Hacker News new | ask | show | jobs
by ulnarkressty 982 days ago
Most of the improvements apparently come from training larger models with more data. Which is part of the problem mentioned in the article - the probability that the model just memorizes the answers to the tests is greatly increased.

AI is getting subjectively better, and we need better tests to figure out if this improvement is objectively significant or not.

4 comments

> Most of the improvements apparently come from training larger models with more data.

OpenAI is reportedly losing 4 cents per query. With a thousandfold increase in model size, and assuming linear scale in cost, that's a problem. Training time is going to go up too. Moore's law isn't going to help any more. Algorithmic improvements may help...if any significant ones can be found.

That’s backwards.

Training a model on more data improves generalization not memorization.

To store more information in the same number of parameters requires the commonality between examples to be encoded.

In contrast, the less data trained on, especially if repeated, lets the network learn to provide good answers for that limited set without generalizing. I.e. memorizing.

——

It’s the same as with people. The more variations people see of something, the more likely they intuit the underlying pattern.

The fewer examples, the more likely they just pattern match.

> It’s the same as with people. The more variations people see of something, the more likely they intuit the underlying pattern.

> The fewer examples, the more likely they just pattern match.

A kid who uses a calculator and just fills in the answer to every question will see a lot more examples than a kid that learned by starting from simple concepts and understanding each step. But the kid who focused on learning concepts and saw way fewer problems will obviously have a better understanding here.

So no, you are clearly wrong here, humans doesn't learn that way at all. These models learn that way, you are right on that, but humans don't.

I have no idea where your calculator came from.

In neither case did I introduce one.

And since the calculator itself has already a general understanding, it would seem completely counter productive to start training a computer or child by first giving them a machine that has already solved the problem.

Also, for what it’s worth, I am speaking from many years experience not just training models but creating the algorithms that train them.

Replace "uses calculator" to "looks through solved problems", same thing. Not sure what you don't understand. Humans don't build understanding by seeing a lot of solved examples.

To make a human understand we need to explain how things work to them. You don't just show examples. A human who is just shown a lot of examples wont understand much at all, even if he tries to replicate them.

> Also, for what it’s worth, I am speaking from many years experience not just training models but creating the algorithms that train them.

What does this has to do with how humans learn?

Humans learn vast amounts of information from examples.

They learn their first words, how to walk, what a cat looks like from many perspectives, how to parse a visual scene, how to parse the spoken word, interpret facial expressions and body language, how different objects move, how different creatures behave, different materials feel, what things cause pain, what things taste like and how they make them feel, how to get what they want, how to climb, how not to fall, all by trial & example. On and on.

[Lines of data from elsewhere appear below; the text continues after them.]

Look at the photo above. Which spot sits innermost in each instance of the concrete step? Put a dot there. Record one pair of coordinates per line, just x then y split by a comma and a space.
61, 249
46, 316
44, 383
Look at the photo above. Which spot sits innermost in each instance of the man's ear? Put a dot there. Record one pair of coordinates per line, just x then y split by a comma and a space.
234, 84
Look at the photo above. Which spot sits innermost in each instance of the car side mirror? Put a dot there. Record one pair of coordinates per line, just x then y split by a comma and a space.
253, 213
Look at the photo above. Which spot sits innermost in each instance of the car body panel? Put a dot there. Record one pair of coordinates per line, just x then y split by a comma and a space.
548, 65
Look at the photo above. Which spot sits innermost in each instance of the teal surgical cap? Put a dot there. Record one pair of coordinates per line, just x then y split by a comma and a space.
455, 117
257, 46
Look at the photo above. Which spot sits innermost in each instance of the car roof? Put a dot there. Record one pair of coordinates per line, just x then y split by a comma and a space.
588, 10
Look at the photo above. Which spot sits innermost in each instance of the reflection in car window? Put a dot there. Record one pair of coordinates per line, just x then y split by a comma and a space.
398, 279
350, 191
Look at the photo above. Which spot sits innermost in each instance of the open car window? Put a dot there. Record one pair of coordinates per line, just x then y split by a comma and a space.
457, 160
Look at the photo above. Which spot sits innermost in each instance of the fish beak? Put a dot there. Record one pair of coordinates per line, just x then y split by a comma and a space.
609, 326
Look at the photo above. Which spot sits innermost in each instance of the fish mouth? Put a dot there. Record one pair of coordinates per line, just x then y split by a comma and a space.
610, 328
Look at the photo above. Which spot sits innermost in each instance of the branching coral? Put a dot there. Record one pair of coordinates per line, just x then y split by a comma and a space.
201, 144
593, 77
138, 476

And yes, as we get older we get better and better at learning 2nd hand from others verbally, and when people have the time to show us something, or with tools other people already invented.

Like how a post-trained model picks up on something when we explain it via a prompt.

But that is not the kind of training being done by models at this stage. And yet they are learning concepts (pre-prompt) that, as you point out, you & I had to have explained to us.

> Like how a model picks up on when we explain something to it after it has been trained.

Models don't learn by you telling them something, the model doesn't update itself. A human updates their model when you explain how something works to them, that is the main way we teach humans. Models don't update themselves when we explain how something works to them, that isn't how we train these models, so the model isn't learning its just evaluating. It would be great if we could train models that way, but we can't.

> Humans learn vast amounts of information from examples.

Yes, but to understand things in school those examples comes with an explanation of what happens. That explanation is critical.

For example, a human can learn to perform legal chess moves in minutes. You tell them the rules each piece has to follow and then they will make legal moves in almost every case. You don't do it by showing them millions of chess boards and moves, all you have to do is explain the rules and the human then knows how to play chess. We can't teach AI models that way, this makes human learning and machine learning fundamentally different still.

And you can see how teaching rules creates a more robust understanding than just showing millions of examples.

I pretty much want the LLM to be great at memorizing things. That's what I'm not great at.

If it had perfect recall I would be so thrilled.

And just because it's memorized the data--as all intelligences would need to do to spit data out--doesn't mean it can't still do useful operations on the data, or explain it in different words, or whatever a human might do with it.

Do we? I use gpt-4 daily and it matters not to me what the source of the "intelligence" is. It's subjective what "intelligence" even means. It's subjective how the brain works. Almost by definition AI is "things that can't be objectively measured".